Incident is an example of the Sheriff’s Office’s efforts for treatment for someone in a mental health crisis

Santa Barbara County Sheriff’s Office deputies, alongside the county’s Search and Rescue team and the county’s Fire Department, rescued a person from underneath Cold Spring Bridge on Thursday.
Deputies from the Santa Barbara County Sheriff’s Office helped rescue a person who was found climbing on the hillside under Cold Spring Bridge on Thursday afternoon.
Sheriff’s Department deputies responded to the area near Cold Spring Bridge after receiving reports that someone was “running through the brush” and “behaving erratically” below the structure, Raquel Zick, the Sheriff’s Office public information officer, said. The deputies responded alongside members of the Sheriff’s Co-Response Team, the county’s Search and Rescue team, the Santa Barbara County Fire Department and AMR.
After about two hours, the patient was rescued without injury from the hillside around 1 p.m. Thursday and was connected with mental health services, Ms. Zick said.

Thursday’s rescue is an example of the Sheriff’s Office’s efforts to divert someone who is experiencing a crisis away from incarceration and connect them with mental health services when possible.
Currently, the Sheriff’s Office has about three deputies and three clinicians from the county’s Behavioral Wellness Department on its Co-Response Team. Patrol deputies work with the Co-Response Team and call on them to respond whenever a person is displaying behaviors or actions that show they may be in mental distress.

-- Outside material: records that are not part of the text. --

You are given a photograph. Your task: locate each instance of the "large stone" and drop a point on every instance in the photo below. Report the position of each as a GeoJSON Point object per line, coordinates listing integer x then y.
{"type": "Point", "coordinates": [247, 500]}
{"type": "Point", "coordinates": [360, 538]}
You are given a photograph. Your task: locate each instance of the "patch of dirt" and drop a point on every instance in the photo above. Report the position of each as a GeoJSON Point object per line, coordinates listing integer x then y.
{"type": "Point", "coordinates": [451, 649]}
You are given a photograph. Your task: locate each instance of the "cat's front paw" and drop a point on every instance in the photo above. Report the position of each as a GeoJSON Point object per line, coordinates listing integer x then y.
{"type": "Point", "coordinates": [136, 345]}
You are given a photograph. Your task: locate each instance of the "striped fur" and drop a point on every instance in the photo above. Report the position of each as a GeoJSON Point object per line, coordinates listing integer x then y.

According to Dr. Cherylynn Lee, the behavioral sciences manager at the Sheriff’s Office, the co-response team handled about 1,600 mental health crisis calls out of the 3,000 total received by the department in 2020. Out of those 1,600, only about 11 people ended up in jail, Dr. Lee said.
“The Co-Response Team, their mission is different than the patrol team,” Dr. Lee told the News-Press. She explained that patrol deputies arrive to a call for service with the mission of solving the problem, but sometimes, mental health crises calls last longer than other calls for service and require additional support.
“(The Co-Response Team’s) objective is to solve the problem (and) utilize their skills, expertise and resources for a different objective. They come looking at mental health crisis calls from a slightly different lens in the sense that our purpose is to de-escalate and get (the subject) in treatment if that’s what’s needed.”
“We understand that folks with certain types of mental problems would benefit more from treatment than from staying in the jail for a couple of hours or a couple of days,” Dr. Lee later added.
With the Co-Response Team in place, Dr. Lee said there are now additional tools to solve problems and aid community members experiencing mental health crises.
“It means your brother, your sister, your daughter, or husband, or friend, or roommate or whoever may be suffering from long-lasting mental illness or may be feeling suicidal, that there is a way that they can call 9-1-1 for an emergency response and expect that people showing up are not there just to solve the problem, but are there to be compassionate, empathetic resources to guide that person to where they need to be,” Dr. Lee said.
She also noted that in addition to the co-response team, the Sheriff’s Office and all local law enforcement now have access to the county’s Sobering Center, which was created out of a grant awarded to the Public Defender Office. The Public Defenders, the Sheriff’s Office, Behavioral Wellness and the District Attorney’s Office have partnered on this grant that funds the Sobering Center.
The Sobering Center is a place where law enforcement can take someone to receive services and treatment in lieu of citing them or taking them to jail for minor offenses, according to Dr. Lee.
Dr. Lee added that it’s been an honor to work with the Sheriff’s Office, calling it “the single most rewarding part of working in law enforcement so far.” In her role, she trains all law enforcement in crisis intervention response and supervises the three deputies on the Sheriff’s Office Co-Response Team.